I A proof of Archimedes' Principle

[DaTario]

TL;DR

Hi All, is there a proof to Arquimedes Principle and the expression for the buoyancy force?

Hi All, is there a proof to Arquimedes Principle and the expression for the buoyancy force? In case there is a proof, may we refer to this as Arquimedes theorem? (Buoyancy force = density of the fluid x acceleration of gravity x submerged volume)

Best Regards,
DaTario

 

[jbriggs444]

Hi All, is there a proof to Arquimedes Principle and the expression for the buoyancy force? In case there is a proof, may we refer to this as Arquimedes theorem? (Buoyancy force = density of the fluid x acceleration of gravity x submerged volume)
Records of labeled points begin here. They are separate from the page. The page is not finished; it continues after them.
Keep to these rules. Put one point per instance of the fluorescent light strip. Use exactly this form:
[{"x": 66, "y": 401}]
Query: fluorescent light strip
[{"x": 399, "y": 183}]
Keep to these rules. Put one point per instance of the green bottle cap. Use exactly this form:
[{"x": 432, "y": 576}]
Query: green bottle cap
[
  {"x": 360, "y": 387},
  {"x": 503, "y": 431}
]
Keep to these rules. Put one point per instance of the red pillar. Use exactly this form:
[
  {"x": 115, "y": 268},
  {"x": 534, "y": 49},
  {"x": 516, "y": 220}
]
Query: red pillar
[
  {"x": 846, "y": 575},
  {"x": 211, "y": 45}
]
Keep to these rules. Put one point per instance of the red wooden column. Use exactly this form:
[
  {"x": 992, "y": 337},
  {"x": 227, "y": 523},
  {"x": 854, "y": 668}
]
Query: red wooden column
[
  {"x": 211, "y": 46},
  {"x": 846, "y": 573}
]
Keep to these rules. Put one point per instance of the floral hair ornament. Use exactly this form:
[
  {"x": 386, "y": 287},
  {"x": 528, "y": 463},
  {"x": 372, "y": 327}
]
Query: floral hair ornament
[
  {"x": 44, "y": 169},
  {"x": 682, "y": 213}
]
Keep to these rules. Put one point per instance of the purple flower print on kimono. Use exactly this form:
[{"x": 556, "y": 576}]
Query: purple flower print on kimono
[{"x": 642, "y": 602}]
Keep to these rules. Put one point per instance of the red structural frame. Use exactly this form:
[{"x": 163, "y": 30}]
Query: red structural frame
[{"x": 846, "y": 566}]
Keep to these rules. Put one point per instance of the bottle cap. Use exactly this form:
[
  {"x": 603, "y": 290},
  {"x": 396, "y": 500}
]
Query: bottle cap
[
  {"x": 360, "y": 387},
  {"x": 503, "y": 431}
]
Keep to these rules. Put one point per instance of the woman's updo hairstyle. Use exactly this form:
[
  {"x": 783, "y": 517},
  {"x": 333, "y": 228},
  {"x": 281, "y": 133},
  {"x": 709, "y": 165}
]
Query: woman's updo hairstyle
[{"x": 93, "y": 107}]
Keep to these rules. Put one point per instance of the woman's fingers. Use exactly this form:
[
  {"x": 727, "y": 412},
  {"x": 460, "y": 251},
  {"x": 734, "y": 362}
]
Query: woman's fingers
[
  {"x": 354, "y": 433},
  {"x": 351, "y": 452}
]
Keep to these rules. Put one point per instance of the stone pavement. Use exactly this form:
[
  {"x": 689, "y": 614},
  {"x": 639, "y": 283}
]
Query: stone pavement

It follow more or less automatically from Pascal's principle that the pressure in a stationary fluid at equilibrium and under no net force is the same everywhere.

You layer onto this the idea that a uniform gravity field on a fluid of uniform density results in a fixed pressure at any given depth given by $P=\rho g h$.

Then you realize that "buoyancy" is nothing more than the difference in the net force along the bottom of an object compared to the force along its top.

From there you realize that the net force difference on any given column within the object is equal to the volume of that column times $\rho$ times $g$. Add up all the columns and you get that $\sum F=\rho g V$.

If one is going to be careful about the proof, one needs that the object is completely surrounded by the fluid and that the fluid is all connected -- free to flow so as to equalize pressure.

 

[ergospherical]

It's fairly straightforward to transform the buoyant force integral $-\int_{\partial V} p d\mathbf{S}$ into a volume integral over $V$ by pure vector calculus.

A more intuitive explanation is that said buoyant force integral depends only on the shape of the boundary $\partial V$. Therefore, for the purpose of determining the buoyant force, one can replace the body with fluid. The parcel of fluid is obviously in equilibrium along with the rest of the fluid, which implies that the buoyant force is nothing but minus the weight of the parcel of fluid.

 

[vanhees71]

Just to work that out: For a static fluid the total force density must be 0, i.e.,
$$-\vec{\nabla} P +\rho \vec{g}=0.$$
This implies that the buoyancy force of a body with volume $V$ and boundary surface $\partial V$ is
$$\vec{F}_{\text{buo}}=-\int_{\partial V} \mathrm{d}^2 \vec{f} P=\int_V \mathrm{d}^3 x (-\vec{\nabla} P)=-\vec{g} \int_V \mathrm{d}^3 x \rho=-\vec{g} m_V,$$
where $m_V$ is the mass of the displaced fluid, which is Archimedes's principle.

 

[DaTario]

Just to work that out: For a static fluid the total force density must be 0, i.e.,
$$-\vec{\nabla} P +\rho \vec{g}=0.$$
This implies that the buoyancy force of a body with volume $V$ and boundary surface $\partial V$ is
$$\vec{F}_{\text{buo}}=-\int_{\partial V} \mathrm{d}^2 \vec{f} P=\int_V \mathrm{d}^3 x (-\vec{\nabla} P)=-\vec{g} \int_V \mathrm{d}^3 x \rho=-\vec{g} m_V,$$
where $m_V$ is the mass of the displaced fluid, which is Archimedes's principle.

So we use Gauss Law, basically. Is there any obstacle to including every possible solid shape in this proof? My guess is that this is the reason why Arquimedes Principle is not named as a law or a theorem (as in Stevin's).

 

[vanhees71]

Yes, it's Gauss's law, and the proof shows that it's completely general, i.e., independent of the shape of the solid. Of course it rests on Pascal's Law that the static stress tensor for a fluid is isotrophic, i.e., $\sigma_{jk}=-P\delta_{jk}$. It's a good question, why it's named Archimendes's Principle and not Archimendes's Law or Theorem. I guess it's simply for historical reasons.